How will the NHS tackle health inequalities?
Human Rights Day 2020
‘Recover Better – Stand Up for Human Rights’. The theme for Human Rights Day 2020 looks to the future, asking how we can incorporate the importance of human rights into the global recovery effort from Covid-19. The UN says that “human rights must be at the centre of the post Covid-19 world”. Deeply entrenched systematic inequalities such as poverty and racial discrimination have only been exacerbated by the pandemic.
The UN goes on to state the need to forge a new social contract which protects economic, social and cultural rights in order to recover from the crisis. “We will reach our common global goals only if we are able to create equal opportunities for all [and] address the failures exposed and exploited by Covid-19”. So, how do these inequalities manifest? Moreover, how will the NHS be a part of the effort to address them?
Health inequalities and Covid-19
Many aspects of daily life have had to change in order to protect ourselves and others from Covid-19. However, both the virus itself and the resulting social changes have had an especially detrimental effect on those who were already marginalised.
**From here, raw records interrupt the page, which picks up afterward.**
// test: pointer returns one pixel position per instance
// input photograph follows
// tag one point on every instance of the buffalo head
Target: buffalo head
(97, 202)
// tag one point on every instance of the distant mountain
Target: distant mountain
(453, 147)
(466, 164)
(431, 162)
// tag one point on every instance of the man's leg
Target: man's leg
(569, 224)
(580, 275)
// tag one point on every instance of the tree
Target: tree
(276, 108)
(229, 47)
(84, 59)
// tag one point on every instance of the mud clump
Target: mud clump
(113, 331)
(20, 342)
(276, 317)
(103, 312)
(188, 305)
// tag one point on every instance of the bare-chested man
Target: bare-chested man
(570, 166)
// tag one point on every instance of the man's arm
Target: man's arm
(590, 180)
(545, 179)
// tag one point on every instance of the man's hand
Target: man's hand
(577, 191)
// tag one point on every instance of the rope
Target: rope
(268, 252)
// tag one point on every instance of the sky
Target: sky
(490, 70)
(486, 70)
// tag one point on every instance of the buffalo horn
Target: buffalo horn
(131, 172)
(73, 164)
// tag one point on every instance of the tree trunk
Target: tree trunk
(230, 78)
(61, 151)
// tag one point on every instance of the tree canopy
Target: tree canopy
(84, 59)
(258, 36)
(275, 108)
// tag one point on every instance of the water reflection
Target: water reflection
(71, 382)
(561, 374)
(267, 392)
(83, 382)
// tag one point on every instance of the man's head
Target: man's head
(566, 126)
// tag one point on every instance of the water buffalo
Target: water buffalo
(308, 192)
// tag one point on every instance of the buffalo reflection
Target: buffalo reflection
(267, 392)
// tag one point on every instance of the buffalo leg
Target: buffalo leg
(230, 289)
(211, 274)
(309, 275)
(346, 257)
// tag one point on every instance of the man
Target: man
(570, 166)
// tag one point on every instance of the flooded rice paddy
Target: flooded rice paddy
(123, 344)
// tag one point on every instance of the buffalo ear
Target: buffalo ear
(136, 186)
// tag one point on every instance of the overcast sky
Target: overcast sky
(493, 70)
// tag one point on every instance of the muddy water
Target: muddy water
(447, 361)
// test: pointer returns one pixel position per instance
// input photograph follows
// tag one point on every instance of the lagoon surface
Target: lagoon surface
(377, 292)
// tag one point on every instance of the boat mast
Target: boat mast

Health inequalities are systematic and preventable differences in the health and wellbeing of particular groups of people. Our social and physical conditions can greatly influence our health. During the Covid-19 pandemic the way in which people live and work has affected their level of exposure to the virus and their ability to manage its consequences.
The effects of poverty
Data has shown that poverty and deprivation increase people’s risk of exposure to Covid-19. They are also more likely to experience severe outcomes due to existing poor health directly linked to their social conditions. Underlying health conditions do not solely relate to old people but are strongly linked to geographical location and levels of deprivation. Groups living in socio-economically disadvantaged areas have higher rates in existing conditions which increase the severity and mortality of Covid-19. The BMJ suggested that the reason behind this can be attributed to a number of reasons. These include working conditions, unemployment, poor housing and access to healthcare. Poverty can also be accompanied by stress-related conditions and psychological ill health due to job instability and a loss of control.
Lower earners also have increased risk of exposure to Covid-19 as they are much less likely to have the option of working from home. Less than 10% of the lower half of earners say they have the option to work remotely during lockdown, compared with 50% of the top half of earners.
Disproportionate cases amongst BAME
In addition, studies have found that a disproportionate number of patients with Covid-19 were BAME. There have been more deaths per capita in all ethnic minority groups other than white British people. In the period up to April 2020, BAME people accounted for 34.5% of 4873 critically ill patients despite only making up 14% of the population. Health.org states that those in the BAME community are “more likely to live in densely populated urban areas and are disproportionally represented in high-risk key worker jobs”. 21% of NHS workers are from BAME backgrounds according to the government in May 2019.
Lower access to healthcare
The BMJ also found that there is lower access to healthcare in marginalised communities. “In England, the number of patients per general practitioner is 15% higher in the most deprived areas than that in the least deprived areas”. With many health services over-capacity as a result of the pandemic, people with existing long-term conditions in these areas are less likely to receive treatment and diagnosis.
NHS 8 key actions
Taking these health inequalities into account is important for healthcare professionals. It helps them to understand the particular issues faced by different groups. The NHS Equality and Health Inequalities Hub believes that tackling health inequalities to protect those at greatest risk is a central part of the Covid-19 response. As a result, this goal has been built into the NHS Long Term Plan with 8 key actions.
They are as follows:
1. More analysis and community engagement to protect the most vulnerable to Covid-19. This includes recognising the additional risks to those with relevant protected characteristics and socio-economic backgrounds. Attention will be given to communities who need the most support.
2. By 31st October, service use and outcomes from the most deprived areas and patients of BAME backgrounds will be monitored. This will help restore NHS services inclusively.
3. An inclusive approach to digital care. Review of who is using the new digital services in primary, outpatient and mental health care by 31st March.
4. Push forward preventative programmes which proactively engage those at the greatest risk of chronic conditions. Better target the prevention and management of long-term conditions.
5. Offer more support for those suffering mental illness.
6. By September, there should be a named executive board member in every NHS organisation. This should strengthen leadership and accountability in tackling inequalities.
7. All NHS organisations must review and complete anonymous patient datasets, particularly regarding ethnicity, by no later than 31st December. From 1st September, General Practice should prioritise those groups at significant risk of Covid-19.
8. Encourage local collaboration to plan and deliver action which addresses health inequalities. This collaboration can include multiple actions. Listening to communities. Deepening partnerships with local authorities and voluntary community groups. Consistently reviewing these actions and their impact with a full report by the 31st March.